Eines Ihrer bekanntesten Lieder ist „Coat of Many Colors“, der Mantel mit den vielen Farben. Er war ein selbstgenähtes Geschenk Ihrer Mutter. In dem Song erzählen Sie, wie Sie mit wenig Geld, aber mit sehr viel Liebe und Kreativität aufgewachsen sind. Haben Sie den Mantel noch?
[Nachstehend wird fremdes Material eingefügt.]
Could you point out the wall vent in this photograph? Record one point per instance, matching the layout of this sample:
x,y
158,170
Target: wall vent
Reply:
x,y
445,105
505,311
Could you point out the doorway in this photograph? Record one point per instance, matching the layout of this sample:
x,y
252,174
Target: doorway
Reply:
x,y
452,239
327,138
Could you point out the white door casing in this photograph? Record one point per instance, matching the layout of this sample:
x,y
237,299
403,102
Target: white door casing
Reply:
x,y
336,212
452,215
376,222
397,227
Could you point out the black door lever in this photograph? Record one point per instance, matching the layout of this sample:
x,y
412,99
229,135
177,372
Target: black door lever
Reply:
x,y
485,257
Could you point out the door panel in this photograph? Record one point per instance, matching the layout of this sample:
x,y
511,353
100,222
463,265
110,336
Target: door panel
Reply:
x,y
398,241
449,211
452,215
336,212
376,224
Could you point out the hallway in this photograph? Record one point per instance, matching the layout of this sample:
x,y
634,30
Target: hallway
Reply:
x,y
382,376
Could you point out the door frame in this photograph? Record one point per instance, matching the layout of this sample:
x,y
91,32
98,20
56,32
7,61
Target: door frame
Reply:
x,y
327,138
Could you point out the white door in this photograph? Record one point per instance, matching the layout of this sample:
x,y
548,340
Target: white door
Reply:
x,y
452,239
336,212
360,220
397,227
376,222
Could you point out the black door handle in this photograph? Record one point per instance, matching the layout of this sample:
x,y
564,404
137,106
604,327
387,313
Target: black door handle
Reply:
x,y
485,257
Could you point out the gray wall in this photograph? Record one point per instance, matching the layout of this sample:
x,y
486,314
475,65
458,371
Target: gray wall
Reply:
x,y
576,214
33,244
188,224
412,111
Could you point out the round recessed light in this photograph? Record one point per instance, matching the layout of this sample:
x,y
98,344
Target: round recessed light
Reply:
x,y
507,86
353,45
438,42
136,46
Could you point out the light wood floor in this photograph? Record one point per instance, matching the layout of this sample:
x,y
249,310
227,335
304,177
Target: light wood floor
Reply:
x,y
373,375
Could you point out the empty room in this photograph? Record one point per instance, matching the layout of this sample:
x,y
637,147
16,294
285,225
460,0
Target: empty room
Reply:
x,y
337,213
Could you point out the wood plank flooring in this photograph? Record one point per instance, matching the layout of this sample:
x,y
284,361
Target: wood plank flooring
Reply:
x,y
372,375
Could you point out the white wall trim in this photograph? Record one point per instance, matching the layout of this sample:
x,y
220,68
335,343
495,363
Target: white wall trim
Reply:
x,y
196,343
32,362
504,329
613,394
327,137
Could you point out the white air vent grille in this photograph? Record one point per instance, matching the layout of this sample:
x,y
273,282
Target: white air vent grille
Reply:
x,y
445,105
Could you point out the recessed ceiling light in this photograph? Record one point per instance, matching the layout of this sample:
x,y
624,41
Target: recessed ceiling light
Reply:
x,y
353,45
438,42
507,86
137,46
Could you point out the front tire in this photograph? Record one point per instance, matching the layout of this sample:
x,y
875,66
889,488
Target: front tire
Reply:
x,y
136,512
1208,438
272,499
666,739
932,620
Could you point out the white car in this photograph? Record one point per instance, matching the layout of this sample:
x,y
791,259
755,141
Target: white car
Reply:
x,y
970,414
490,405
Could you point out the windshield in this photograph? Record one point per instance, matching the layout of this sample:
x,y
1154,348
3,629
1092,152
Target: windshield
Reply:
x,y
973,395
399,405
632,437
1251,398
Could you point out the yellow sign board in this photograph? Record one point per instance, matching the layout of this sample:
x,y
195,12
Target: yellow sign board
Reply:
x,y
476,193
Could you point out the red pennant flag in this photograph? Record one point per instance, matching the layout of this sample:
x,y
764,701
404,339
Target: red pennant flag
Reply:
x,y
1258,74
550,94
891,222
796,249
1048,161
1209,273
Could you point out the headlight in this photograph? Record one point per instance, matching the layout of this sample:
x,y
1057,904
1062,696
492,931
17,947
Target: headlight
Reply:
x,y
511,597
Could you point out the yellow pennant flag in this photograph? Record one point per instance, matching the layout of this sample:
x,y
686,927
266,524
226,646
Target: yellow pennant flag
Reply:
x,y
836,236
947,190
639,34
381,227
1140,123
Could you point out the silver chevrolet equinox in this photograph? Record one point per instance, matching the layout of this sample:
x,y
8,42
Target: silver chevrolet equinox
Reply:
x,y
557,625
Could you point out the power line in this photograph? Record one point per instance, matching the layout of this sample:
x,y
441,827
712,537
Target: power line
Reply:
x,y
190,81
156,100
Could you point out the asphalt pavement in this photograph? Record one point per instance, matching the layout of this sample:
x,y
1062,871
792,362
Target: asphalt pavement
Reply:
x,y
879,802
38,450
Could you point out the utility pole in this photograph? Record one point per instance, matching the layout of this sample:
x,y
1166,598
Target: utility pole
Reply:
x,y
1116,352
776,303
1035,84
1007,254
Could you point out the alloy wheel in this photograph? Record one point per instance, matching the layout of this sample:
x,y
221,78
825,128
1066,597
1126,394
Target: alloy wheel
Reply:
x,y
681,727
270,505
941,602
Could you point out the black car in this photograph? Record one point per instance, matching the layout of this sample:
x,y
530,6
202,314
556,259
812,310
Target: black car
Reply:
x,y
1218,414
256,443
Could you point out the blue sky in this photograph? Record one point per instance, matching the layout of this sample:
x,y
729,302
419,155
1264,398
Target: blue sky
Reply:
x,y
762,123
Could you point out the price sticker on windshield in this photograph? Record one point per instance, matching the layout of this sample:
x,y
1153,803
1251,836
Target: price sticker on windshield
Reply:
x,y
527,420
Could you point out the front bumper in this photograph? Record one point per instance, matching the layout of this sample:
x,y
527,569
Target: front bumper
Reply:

Nein, das Original gibt es nicht mehr. Ich konnte ja als junges Mädchen doch nicht ahnen, dass ich mal ein großer Star werden würde (lacht). Ich erinnere mich sehr gut an diesen Mantel, und ich glaube, als ich rausgewachsen war, hat ihn meine Mum für meine Geschwister, und wir waren ja viele, wir waren zu zwölft, irgendwie umgeschnitten.

Sie tun viel Gutes. Zum Beispiel mit einem kostenlosen Bücherversand, der armen Kindern das Lesen näherbringen soll.

Wenn du in einer Position bist, in der du helfen kannst – dann solltest du auch helfen. Gott war sehr gut zu mir, und ich will das Gute weitergeben. Aber ich will niemanden mit einer Predigt nerven. Alles, was ich sagen will, ist: Glaube an dich, aber glaube bitte auch an irgendetwas, das größer ist als du selbst!

Sie selbst haben keine Kinder, aber mit Ihrer Patentochter Miley Cyrus haben Sie ein kraftvolles Duett ihres Hits „Wrecking Ball“ aufgenommen. Erfreut Sie die Vorstellung, dass Zehnjährige Kids in den sozialen Medien zu Ihrer Musik tanzen?

Und wie! Miley, ist sie nicht fantastisch? Unsere Beziehung ist etwas ganz Besonderes. Wir lieben gegenseitig unsere Musik, und wir lieben uns. „Wrecking Ball“ ist einer meiner Allzeit-Lieblingssongs.

Ist Ihnen mal die Idee gekommen, kürzerzutreten, in Rente zu gehen?

Ich kann nicht in Rente gehen. Für die Rente habe ich viel zu viel zu tun. Solange ich arbeiten kann, werde ich arbeiten.